Why would one say that? Well, it is expected that by cultivating a better understanding and a better positioning provided by an opinion based on research, investigation, study an outcome shall grow, ready and willing to exhaust the cash outflow to the fullest. Whether a seminar, conference or an intelligent article, books etc, the customers are lectured, lead on to believe to a product of high quality, which must or should be likely to be. A customer shall be oriented to point and choose the best provider not on the basis of rates but on other measurable constraints.
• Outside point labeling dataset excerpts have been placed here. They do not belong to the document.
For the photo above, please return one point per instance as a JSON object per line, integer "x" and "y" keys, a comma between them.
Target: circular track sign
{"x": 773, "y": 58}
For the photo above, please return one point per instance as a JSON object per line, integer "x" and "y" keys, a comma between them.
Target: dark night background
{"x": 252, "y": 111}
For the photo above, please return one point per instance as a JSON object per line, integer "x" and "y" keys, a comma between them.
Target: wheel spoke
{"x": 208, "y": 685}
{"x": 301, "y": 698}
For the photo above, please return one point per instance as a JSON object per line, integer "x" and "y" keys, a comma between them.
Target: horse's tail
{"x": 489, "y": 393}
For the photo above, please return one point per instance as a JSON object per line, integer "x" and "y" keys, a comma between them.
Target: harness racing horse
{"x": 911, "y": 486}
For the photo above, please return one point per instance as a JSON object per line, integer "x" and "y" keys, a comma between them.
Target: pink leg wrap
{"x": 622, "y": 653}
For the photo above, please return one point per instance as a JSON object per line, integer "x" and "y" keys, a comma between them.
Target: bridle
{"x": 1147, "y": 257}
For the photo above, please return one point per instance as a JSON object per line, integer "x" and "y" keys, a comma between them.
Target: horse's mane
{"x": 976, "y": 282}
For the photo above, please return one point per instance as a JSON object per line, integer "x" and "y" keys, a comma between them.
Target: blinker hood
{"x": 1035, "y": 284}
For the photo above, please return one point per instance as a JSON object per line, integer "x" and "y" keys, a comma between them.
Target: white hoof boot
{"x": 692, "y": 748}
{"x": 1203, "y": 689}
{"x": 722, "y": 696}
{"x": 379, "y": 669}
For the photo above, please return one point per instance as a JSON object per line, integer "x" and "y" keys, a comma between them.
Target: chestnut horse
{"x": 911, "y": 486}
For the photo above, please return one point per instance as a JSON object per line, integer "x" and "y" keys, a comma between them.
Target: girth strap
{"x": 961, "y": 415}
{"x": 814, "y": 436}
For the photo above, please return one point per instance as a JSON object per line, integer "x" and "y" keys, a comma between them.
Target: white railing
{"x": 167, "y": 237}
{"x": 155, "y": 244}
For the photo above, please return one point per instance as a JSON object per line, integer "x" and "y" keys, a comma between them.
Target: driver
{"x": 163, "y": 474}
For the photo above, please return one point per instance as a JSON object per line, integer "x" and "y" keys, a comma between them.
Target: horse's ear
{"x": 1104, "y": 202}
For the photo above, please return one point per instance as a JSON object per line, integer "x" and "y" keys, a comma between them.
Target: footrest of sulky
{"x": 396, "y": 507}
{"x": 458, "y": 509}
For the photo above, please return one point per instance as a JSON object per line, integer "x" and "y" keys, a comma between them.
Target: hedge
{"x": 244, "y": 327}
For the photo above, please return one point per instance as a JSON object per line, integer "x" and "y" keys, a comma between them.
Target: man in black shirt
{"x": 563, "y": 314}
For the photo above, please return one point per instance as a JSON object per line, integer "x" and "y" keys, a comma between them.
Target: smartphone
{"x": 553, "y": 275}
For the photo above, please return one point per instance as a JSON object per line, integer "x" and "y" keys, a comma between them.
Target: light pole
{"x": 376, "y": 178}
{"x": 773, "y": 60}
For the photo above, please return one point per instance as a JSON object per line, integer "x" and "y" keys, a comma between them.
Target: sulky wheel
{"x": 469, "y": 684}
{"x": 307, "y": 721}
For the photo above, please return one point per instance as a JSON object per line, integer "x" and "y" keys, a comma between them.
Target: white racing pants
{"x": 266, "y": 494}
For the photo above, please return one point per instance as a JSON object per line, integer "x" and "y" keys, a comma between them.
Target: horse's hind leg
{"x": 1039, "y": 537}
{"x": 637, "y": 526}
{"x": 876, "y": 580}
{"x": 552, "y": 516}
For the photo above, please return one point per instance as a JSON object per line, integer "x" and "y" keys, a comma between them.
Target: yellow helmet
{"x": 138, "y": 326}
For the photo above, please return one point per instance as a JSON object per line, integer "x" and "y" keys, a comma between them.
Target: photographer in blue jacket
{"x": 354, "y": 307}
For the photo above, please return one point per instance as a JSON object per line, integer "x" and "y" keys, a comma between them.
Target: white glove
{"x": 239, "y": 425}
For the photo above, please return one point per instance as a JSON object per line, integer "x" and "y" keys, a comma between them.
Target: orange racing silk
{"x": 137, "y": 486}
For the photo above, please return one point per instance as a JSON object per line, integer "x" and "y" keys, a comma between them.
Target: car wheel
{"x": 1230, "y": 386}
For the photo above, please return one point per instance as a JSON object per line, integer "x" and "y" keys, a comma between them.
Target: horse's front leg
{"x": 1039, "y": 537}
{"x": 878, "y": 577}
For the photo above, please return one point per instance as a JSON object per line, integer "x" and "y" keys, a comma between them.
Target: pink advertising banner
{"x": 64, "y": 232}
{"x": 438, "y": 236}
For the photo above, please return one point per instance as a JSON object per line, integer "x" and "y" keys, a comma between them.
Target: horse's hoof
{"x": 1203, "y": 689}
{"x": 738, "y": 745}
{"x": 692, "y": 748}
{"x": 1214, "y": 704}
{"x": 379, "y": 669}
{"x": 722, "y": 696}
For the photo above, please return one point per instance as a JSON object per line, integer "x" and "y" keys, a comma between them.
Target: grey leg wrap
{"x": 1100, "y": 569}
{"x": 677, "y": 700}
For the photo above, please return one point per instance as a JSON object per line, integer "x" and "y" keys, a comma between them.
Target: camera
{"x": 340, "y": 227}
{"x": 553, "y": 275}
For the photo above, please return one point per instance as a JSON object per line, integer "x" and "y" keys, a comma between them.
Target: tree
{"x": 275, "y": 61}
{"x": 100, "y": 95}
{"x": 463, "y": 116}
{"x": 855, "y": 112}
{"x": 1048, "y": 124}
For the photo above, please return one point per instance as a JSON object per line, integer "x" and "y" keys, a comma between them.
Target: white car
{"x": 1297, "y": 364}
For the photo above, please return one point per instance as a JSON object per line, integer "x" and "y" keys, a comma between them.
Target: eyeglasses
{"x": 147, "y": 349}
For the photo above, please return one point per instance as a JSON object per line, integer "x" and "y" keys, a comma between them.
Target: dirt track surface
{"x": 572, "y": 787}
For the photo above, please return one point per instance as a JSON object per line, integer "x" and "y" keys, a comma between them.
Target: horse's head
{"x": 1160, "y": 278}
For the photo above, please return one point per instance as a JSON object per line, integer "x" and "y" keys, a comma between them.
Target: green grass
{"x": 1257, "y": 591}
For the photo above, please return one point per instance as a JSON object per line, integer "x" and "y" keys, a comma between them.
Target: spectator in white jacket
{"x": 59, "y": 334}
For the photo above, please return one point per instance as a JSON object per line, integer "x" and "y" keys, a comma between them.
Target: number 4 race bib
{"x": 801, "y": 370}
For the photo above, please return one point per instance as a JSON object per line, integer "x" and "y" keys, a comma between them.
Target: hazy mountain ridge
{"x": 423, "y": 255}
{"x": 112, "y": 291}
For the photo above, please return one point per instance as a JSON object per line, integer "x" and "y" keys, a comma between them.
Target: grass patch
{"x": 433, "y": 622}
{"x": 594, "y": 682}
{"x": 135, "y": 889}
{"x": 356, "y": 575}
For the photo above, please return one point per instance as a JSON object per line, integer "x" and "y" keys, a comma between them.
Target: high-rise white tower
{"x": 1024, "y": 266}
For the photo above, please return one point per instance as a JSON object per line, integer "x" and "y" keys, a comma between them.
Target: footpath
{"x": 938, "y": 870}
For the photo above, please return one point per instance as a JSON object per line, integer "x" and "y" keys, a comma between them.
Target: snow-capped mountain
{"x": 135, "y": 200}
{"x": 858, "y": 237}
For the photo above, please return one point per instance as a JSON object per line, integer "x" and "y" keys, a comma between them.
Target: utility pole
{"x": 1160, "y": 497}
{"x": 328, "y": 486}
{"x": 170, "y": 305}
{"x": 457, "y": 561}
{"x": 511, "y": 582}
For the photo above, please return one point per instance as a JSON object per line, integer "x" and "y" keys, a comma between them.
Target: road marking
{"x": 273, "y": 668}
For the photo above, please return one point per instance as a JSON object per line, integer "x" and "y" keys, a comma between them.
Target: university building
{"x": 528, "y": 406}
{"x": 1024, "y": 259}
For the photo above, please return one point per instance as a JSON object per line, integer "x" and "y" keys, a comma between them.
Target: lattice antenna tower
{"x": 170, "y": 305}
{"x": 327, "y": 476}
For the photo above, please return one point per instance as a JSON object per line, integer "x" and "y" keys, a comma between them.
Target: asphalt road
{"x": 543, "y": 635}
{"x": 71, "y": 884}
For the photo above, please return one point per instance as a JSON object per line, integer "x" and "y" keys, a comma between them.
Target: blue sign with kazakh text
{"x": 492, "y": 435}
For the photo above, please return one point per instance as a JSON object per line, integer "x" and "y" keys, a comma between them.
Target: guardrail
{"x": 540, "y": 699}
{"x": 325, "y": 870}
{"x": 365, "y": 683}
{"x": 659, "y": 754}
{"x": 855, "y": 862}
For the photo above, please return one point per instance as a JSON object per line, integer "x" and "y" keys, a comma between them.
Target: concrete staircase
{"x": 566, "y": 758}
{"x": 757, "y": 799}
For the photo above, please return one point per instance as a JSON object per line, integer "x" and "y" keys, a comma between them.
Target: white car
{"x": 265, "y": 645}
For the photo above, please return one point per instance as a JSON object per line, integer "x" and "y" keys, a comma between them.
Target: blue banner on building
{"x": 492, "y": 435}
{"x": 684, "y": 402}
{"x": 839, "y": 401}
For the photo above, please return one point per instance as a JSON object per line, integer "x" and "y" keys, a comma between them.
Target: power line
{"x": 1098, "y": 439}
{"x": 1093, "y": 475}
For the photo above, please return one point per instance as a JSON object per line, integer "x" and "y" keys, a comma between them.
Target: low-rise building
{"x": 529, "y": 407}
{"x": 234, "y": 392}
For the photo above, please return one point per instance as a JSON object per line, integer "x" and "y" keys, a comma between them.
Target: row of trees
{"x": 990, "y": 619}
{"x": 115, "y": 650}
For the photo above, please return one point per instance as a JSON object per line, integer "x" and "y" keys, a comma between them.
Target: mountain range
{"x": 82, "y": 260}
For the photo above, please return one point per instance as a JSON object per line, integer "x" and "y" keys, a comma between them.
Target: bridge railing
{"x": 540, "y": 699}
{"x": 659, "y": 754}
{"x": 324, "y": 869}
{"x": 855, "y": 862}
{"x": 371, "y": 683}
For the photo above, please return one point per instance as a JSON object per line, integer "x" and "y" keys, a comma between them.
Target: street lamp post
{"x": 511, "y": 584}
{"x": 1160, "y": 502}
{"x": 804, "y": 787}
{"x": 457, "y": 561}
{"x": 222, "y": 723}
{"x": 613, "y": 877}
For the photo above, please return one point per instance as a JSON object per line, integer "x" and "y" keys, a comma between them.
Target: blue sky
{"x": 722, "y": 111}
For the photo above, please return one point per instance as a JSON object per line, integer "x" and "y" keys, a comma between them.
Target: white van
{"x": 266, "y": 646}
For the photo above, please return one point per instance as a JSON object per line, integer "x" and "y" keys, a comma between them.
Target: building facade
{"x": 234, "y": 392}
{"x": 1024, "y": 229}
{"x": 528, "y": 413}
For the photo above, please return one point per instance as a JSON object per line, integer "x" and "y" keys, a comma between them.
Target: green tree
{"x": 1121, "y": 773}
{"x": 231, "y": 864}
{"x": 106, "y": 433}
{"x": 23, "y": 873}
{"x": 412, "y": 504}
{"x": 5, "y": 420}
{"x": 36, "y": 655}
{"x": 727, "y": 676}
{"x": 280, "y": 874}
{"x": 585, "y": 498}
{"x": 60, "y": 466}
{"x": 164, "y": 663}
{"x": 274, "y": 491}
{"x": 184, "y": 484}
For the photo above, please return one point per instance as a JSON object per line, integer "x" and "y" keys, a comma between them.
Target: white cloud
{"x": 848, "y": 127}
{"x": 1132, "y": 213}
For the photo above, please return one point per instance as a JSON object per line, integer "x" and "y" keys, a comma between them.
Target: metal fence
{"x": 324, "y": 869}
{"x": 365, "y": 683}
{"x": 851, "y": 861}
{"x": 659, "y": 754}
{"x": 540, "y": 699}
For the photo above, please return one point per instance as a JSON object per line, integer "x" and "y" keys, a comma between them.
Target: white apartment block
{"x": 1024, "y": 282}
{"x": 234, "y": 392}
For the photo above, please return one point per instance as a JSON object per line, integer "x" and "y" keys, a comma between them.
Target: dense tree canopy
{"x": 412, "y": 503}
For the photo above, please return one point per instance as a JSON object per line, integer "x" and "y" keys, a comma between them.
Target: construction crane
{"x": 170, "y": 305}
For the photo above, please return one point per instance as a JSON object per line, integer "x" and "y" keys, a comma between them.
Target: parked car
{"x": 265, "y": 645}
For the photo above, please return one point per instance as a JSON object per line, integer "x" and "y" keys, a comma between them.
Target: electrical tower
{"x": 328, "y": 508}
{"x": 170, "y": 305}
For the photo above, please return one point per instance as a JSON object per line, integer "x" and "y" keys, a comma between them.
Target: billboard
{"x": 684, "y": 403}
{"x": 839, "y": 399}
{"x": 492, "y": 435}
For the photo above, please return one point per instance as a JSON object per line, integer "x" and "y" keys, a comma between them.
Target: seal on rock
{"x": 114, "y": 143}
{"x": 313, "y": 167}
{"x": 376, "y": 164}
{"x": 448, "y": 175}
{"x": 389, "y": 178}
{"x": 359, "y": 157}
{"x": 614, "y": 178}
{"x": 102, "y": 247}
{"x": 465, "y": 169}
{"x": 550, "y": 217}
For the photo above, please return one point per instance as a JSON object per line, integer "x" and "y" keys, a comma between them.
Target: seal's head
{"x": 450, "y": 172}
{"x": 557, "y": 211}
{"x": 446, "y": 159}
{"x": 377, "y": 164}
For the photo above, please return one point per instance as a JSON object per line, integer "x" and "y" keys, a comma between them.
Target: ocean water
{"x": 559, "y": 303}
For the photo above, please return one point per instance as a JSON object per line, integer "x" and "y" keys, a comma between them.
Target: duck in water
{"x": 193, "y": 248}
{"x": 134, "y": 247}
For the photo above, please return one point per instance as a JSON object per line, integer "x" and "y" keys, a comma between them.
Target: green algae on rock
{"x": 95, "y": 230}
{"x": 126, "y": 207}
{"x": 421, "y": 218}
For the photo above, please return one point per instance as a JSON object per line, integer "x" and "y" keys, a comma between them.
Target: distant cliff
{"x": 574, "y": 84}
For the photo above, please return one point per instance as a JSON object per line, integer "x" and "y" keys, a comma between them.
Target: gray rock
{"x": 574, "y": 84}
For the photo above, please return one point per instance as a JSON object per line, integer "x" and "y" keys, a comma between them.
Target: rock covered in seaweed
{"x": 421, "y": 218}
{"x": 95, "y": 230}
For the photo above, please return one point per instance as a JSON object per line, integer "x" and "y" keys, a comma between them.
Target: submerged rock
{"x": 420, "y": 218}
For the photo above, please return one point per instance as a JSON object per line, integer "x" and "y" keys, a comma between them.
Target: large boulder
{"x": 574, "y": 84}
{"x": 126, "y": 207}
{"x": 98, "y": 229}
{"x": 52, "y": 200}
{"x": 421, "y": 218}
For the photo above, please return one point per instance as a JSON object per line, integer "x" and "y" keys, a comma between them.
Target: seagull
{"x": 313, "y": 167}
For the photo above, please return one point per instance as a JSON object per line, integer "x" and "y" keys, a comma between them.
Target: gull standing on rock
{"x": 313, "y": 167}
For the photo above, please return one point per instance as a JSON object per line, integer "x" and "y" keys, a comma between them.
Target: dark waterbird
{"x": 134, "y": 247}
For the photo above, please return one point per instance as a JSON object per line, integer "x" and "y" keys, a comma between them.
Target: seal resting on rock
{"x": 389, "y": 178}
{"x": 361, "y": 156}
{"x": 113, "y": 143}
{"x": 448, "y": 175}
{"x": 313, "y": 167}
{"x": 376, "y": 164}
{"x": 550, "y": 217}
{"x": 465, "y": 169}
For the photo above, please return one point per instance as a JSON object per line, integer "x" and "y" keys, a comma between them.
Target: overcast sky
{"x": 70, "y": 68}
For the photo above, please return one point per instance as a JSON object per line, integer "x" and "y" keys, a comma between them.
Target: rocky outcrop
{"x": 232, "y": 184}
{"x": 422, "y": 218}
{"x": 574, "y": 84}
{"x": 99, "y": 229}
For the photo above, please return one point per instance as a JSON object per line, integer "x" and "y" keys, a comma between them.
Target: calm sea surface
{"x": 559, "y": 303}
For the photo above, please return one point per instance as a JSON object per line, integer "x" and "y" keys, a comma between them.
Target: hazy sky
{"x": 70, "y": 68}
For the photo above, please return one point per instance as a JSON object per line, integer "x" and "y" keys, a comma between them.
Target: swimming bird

Of course one expects that these constraints be of objective in manner.
Accordingly, what’s a good high quality translation then? Linguists, experts and the like in the field have many ways to set the standards, benchmark, point of reference to what a good, understandable, high quality translation is. All of them requires the average person, a layman to force the grey cells to a maximum and then to raise an eyebrow and ultimately utter, “so what!”
In this day and age, one and the most prevalent way of measuring a high quality product or service to the best of my knowledge and in this case translation, literally, is the most expensive value in hard cash and to a person requiring a translation service, a good translation translates to her or his needs which in this case, simply put is the cash. Simple or is it not?
At any rate, if the budget is tight, then the lowest price is obtained. On the other hand, if the budget is enormous, which I doubt, (so convince me otherwise people), then the translator or translators with the best credentials, accreditation, experience etc. and in this case the right price, shall have the greatest prospect and possibility of getting the work completed. The establish person or individual shall have with him or her sense of satisfaction, pride and superiority that the work, effort is a well worth job done.
Let me story-tell an obtuse but objective chronicle, at least for me:
Long ago, in a land far away, there lived a community of specialist in their field. One day, a stranger who arrived at this unusual place wanted to contract his needs to a specialist, therefore a demand was created. This individual then browsed around for a supplier. After some time investigating and the effort spent were not wasted, the stranger was recommended to go to specialist A. At the appointed place the stranger asked specialist A for the services, A asked for a quotation, the demand’s range for specialist A was to low, and was not specialist A’s liking, fortunately, this network of specialists had an elevated excellence of ethics, since there wasn’t a meeting point of demand and supply, specialist A suggested specialist B, the same thing happened to specialist B. This chain of events ended up to specialist Z. A miracle had happened a transaction was met. The demand and supply coincided. The stranger felt happy and pleased. At last, the job was congregated and done. The stranger went about on the journey with a story to tell to the rest of the world.
To sum up, all translators will go this path whether they like it or not. It’s a fact of life. Or is it not?